The Debtor has failed to offer any evidence that conflicts with the Trustee's evidence. Viewed in isolation, each omission from schedule B-2 or from the statement of financial affairs could have been motivated by an honest belief that the Debtor was required to report only assets held solely in his name. That explanation is not credible, however, since the Debtor's statement of financial affairs lists three bank accounts in which the Debtor's title is held jointly with other persons. Consequently, the Debtor's explanation that he believed the certificate of deposit, the common stock and the Westbrook bank account did not belong to him is insufficient to meet his burden. In addition, the Debtor offers no explanation for his failure to report the loan repayments made within one year before the filing of his bankruptcy petition. The Debtor has therefore introduced no evidence to contradict the Trustee's contention that he fraudulently concealed property and made false oaths or accounts.
Under the standards for summary judgment, once the Plaintiff/Trustee meets his initial burden of showing fraudulent intent on the part of the Debtor, it is incumbent upon the Debtor to proffer some evidence explaining the omissions from his schedule of personal property and his statement of financial affairs.

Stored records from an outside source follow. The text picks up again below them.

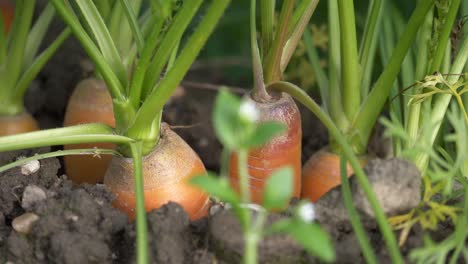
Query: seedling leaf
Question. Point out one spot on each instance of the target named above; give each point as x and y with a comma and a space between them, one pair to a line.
225, 118
278, 189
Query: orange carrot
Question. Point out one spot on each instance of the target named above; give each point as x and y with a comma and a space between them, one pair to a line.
166, 174
89, 103
8, 10
321, 173
16, 124
283, 150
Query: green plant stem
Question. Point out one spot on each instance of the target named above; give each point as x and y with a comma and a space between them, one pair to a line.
334, 66
132, 19
272, 63
442, 102
354, 217
17, 42
93, 151
267, 12
350, 73
113, 83
373, 104
259, 92
243, 176
171, 38
347, 151
444, 36
36, 34
297, 32
141, 224
88, 133
155, 101
414, 110
369, 44
319, 73
103, 38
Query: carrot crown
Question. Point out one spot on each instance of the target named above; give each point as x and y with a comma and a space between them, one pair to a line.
19, 59
136, 82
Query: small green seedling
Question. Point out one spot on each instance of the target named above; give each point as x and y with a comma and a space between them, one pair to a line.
235, 126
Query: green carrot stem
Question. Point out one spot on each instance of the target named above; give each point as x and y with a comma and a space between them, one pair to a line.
19, 35
444, 36
171, 38
132, 20
88, 133
414, 110
259, 92
347, 151
113, 82
155, 101
272, 63
369, 44
442, 102
373, 104
297, 32
141, 224
267, 14
350, 80
319, 73
37, 33
334, 67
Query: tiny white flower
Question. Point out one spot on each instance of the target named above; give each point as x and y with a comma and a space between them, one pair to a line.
306, 212
30, 167
248, 111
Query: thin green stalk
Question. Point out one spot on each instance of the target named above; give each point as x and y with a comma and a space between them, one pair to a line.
414, 110
259, 91
318, 70
141, 224
296, 34
37, 33
444, 36
3, 42
373, 104
133, 21
442, 102
17, 43
136, 85
59, 153
103, 38
243, 175
350, 73
35, 67
251, 242
369, 43
347, 151
363, 239
114, 85
267, 14
272, 63
155, 101
88, 133
334, 67
177, 29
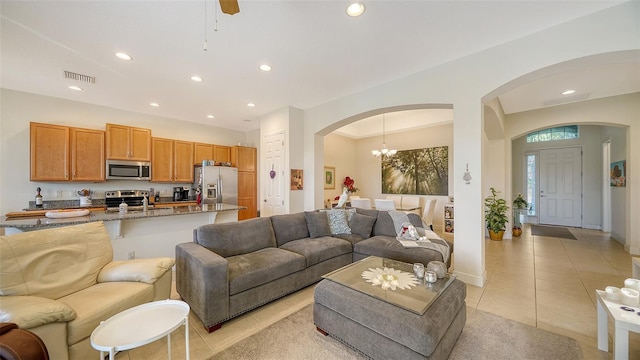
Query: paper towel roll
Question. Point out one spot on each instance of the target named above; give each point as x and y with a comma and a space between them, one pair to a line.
630, 297
613, 293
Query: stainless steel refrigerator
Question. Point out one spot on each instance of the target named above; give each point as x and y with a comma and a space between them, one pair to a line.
217, 184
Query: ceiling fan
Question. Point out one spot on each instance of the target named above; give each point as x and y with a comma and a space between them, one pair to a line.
229, 6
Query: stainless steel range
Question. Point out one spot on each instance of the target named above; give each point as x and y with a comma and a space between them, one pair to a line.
133, 198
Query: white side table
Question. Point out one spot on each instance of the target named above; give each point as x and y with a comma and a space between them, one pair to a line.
623, 322
141, 325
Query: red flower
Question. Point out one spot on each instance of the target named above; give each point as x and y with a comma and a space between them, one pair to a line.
349, 183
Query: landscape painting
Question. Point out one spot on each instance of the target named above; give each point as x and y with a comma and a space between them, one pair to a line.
417, 172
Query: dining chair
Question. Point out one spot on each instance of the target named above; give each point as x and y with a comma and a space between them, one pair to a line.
397, 199
427, 213
385, 204
363, 203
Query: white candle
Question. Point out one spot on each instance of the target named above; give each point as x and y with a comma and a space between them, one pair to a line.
632, 284
630, 297
613, 293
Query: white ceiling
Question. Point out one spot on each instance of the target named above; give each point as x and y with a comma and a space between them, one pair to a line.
317, 53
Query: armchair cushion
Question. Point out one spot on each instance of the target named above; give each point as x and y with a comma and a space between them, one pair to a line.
32, 311
143, 270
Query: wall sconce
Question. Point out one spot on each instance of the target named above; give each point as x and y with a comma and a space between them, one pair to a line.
467, 176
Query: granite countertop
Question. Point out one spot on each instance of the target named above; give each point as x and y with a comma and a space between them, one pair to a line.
33, 223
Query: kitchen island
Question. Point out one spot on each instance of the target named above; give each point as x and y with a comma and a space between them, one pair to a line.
143, 234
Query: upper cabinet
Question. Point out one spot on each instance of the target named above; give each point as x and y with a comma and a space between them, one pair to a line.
62, 153
128, 143
87, 155
172, 160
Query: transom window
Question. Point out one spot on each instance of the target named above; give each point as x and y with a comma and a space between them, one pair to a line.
552, 134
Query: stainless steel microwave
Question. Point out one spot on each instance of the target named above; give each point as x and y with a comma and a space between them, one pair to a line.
128, 170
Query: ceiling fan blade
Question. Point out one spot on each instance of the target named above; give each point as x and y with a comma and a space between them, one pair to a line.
229, 6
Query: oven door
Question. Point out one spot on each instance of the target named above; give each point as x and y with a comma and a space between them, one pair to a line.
128, 170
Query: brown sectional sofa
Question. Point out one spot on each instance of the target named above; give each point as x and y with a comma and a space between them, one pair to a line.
231, 268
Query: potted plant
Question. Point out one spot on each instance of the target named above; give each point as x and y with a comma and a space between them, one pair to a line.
495, 215
519, 204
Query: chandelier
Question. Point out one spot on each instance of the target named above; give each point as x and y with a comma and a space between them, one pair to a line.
384, 152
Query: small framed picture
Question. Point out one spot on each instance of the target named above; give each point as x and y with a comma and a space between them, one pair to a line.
329, 177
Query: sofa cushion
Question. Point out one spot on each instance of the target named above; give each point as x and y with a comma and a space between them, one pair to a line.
362, 225
101, 301
317, 250
33, 311
339, 220
247, 271
317, 223
289, 227
53, 262
235, 238
389, 247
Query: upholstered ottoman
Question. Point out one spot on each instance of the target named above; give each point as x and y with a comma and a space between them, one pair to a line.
382, 330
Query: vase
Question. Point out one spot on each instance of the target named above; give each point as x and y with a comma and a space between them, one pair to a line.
497, 236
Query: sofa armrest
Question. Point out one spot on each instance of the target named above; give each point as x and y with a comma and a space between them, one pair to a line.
142, 270
202, 280
32, 311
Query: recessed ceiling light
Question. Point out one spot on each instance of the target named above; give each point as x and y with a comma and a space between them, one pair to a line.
124, 56
355, 9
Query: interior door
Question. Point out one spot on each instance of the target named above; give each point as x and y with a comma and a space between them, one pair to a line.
274, 181
561, 187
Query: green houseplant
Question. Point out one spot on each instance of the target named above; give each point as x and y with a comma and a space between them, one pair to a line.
495, 214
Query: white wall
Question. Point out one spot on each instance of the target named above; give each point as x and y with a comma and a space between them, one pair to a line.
464, 83
613, 112
19, 108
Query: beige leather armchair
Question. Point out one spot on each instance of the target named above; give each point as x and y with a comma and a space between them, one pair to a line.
60, 283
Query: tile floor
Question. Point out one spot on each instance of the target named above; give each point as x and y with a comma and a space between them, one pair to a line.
544, 282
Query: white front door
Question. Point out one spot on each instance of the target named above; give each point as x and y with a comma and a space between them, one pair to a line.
561, 187
274, 182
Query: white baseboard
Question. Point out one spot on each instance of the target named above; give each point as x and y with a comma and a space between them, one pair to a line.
471, 279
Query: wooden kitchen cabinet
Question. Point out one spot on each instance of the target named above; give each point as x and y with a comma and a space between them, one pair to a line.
62, 153
244, 158
87, 155
128, 143
171, 160
49, 152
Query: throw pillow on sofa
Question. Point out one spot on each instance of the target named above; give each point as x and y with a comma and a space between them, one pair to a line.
362, 225
339, 221
318, 224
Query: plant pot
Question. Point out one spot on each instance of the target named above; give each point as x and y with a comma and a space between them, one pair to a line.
516, 231
497, 236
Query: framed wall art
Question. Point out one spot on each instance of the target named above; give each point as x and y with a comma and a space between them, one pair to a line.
296, 179
329, 177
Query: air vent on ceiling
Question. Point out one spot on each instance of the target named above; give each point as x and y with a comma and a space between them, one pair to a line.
79, 77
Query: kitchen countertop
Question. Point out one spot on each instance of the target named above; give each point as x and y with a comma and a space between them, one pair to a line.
34, 223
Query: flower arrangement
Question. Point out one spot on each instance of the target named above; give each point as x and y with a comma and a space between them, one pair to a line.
519, 202
349, 183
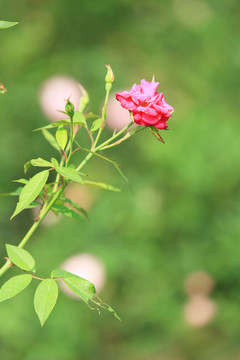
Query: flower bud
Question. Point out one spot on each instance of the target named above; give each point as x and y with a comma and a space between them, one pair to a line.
69, 107
2, 89
109, 78
84, 101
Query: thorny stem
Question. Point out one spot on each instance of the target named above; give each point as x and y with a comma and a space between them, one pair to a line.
56, 193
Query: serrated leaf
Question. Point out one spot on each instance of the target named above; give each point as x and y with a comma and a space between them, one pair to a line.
66, 211
81, 287
16, 192
54, 162
45, 299
33, 205
54, 125
14, 286
69, 174
96, 125
91, 115
50, 138
105, 306
60, 273
79, 119
21, 181
20, 258
101, 185
31, 190
7, 24
40, 162
61, 137
120, 171
26, 166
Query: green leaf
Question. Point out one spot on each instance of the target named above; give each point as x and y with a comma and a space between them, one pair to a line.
31, 190
101, 185
96, 125
121, 172
33, 205
105, 306
69, 174
7, 24
21, 181
45, 299
54, 162
81, 287
50, 138
61, 137
106, 158
40, 162
20, 258
26, 166
59, 273
66, 211
14, 286
54, 125
79, 119
91, 115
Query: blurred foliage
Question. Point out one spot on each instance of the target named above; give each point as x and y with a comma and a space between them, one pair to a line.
184, 212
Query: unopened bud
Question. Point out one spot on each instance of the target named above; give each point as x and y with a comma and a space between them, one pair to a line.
69, 107
109, 78
84, 101
2, 89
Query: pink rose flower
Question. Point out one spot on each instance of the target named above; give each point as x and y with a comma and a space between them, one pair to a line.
147, 106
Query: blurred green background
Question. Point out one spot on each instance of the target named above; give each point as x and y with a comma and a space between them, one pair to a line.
183, 213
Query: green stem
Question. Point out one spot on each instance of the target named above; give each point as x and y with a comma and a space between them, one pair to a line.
71, 141
104, 113
33, 228
56, 195
88, 157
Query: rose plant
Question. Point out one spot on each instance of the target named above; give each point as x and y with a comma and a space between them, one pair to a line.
148, 109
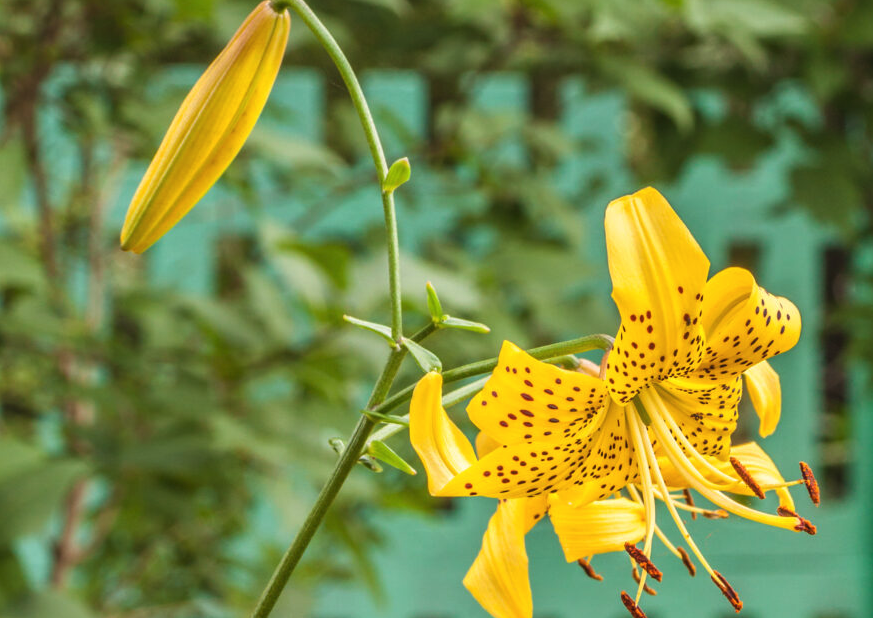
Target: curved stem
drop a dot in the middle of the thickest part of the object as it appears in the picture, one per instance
(376, 151)
(546, 352)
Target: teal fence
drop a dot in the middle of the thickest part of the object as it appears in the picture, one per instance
(736, 216)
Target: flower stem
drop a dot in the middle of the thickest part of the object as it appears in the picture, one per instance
(375, 145)
(358, 440)
(546, 352)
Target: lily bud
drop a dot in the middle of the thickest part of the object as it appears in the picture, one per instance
(210, 127)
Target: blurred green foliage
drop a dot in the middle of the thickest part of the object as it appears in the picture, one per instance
(183, 435)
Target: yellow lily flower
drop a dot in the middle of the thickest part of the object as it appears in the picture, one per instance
(210, 127)
(670, 394)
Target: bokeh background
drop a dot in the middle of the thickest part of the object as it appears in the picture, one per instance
(164, 419)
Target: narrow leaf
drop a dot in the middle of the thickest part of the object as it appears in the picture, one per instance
(426, 359)
(433, 303)
(384, 453)
(380, 329)
(450, 322)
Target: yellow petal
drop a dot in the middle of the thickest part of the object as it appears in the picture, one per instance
(443, 449)
(498, 578)
(757, 463)
(658, 272)
(599, 453)
(762, 384)
(596, 528)
(526, 399)
(744, 324)
(706, 413)
(209, 129)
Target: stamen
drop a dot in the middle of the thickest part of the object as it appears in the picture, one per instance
(686, 560)
(727, 590)
(690, 502)
(646, 588)
(803, 525)
(811, 483)
(632, 607)
(589, 570)
(643, 561)
(747, 478)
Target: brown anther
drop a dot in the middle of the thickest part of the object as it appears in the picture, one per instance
(589, 570)
(690, 502)
(686, 560)
(747, 478)
(646, 587)
(811, 483)
(632, 607)
(727, 590)
(803, 525)
(643, 560)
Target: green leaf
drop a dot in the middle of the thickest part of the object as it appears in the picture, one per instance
(476, 327)
(433, 303)
(398, 174)
(380, 329)
(384, 453)
(426, 359)
(30, 497)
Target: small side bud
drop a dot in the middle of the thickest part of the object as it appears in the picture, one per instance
(398, 174)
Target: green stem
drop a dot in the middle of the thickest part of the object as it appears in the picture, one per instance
(365, 425)
(375, 145)
(546, 352)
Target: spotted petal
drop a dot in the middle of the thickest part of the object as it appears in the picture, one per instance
(762, 384)
(658, 272)
(443, 449)
(596, 528)
(744, 324)
(706, 414)
(526, 399)
(498, 578)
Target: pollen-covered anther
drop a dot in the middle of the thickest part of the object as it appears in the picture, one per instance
(803, 524)
(648, 589)
(589, 570)
(632, 607)
(690, 502)
(686, 560)
(727, 590)
(643, 560)
(747, 478)
(810, 482)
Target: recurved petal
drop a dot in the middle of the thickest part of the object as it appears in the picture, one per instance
(658, 272)
(706, 413)
(762, 384)
(756, 462)
(526, 399)
(596, 528)
(210, 127)
(498, 578)
(443, 449)
(744, 325)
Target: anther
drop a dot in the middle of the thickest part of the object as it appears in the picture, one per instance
(803, 525)
(690, 502)
(589, 570)
(747, 478)
(727, 590)
(646, 587)
(643, 560)
(632, 607)
(811, 483)
(686, 560)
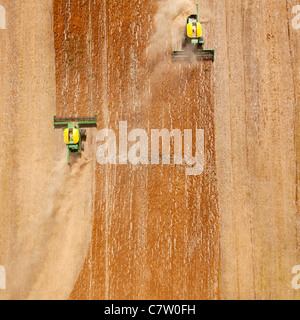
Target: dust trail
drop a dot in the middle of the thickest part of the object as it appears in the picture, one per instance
(169, 23)
(46, 253)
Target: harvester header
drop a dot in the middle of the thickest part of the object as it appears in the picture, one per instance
(73, 135)
(193, 42)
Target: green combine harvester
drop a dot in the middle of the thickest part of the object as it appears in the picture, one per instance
(73, 135)
(193, 42)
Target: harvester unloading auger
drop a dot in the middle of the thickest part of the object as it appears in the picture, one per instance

See First Texas Savings Association, Inc. v. Reed, 700 F.2d 986, 992 (5th Cir. 1983). The Court is aware that the statutory right to discharge is to be construed liberally in favor of the Debtor and strictly against the objecting creditor. Nevertheless, the evidence introduced by the Trustee in this case is sufficient to meet his initial burden and establish a prima facie case. The Debtor here has failed to rebut any of the evidence introduced by the Trustee. Summary judgment is therefore appropriate on this record.
In light of the foregoing, it is not necessary to discuss the Trustee's objection to discharge pursuant to section 727(a)(5). The Trustee's motion for summary judgment is granted and the Debtor's discharge is denied pursuant to sections 727(a)(2)(A) and 727(a)(4)(A).
An Order will be entered accordingly.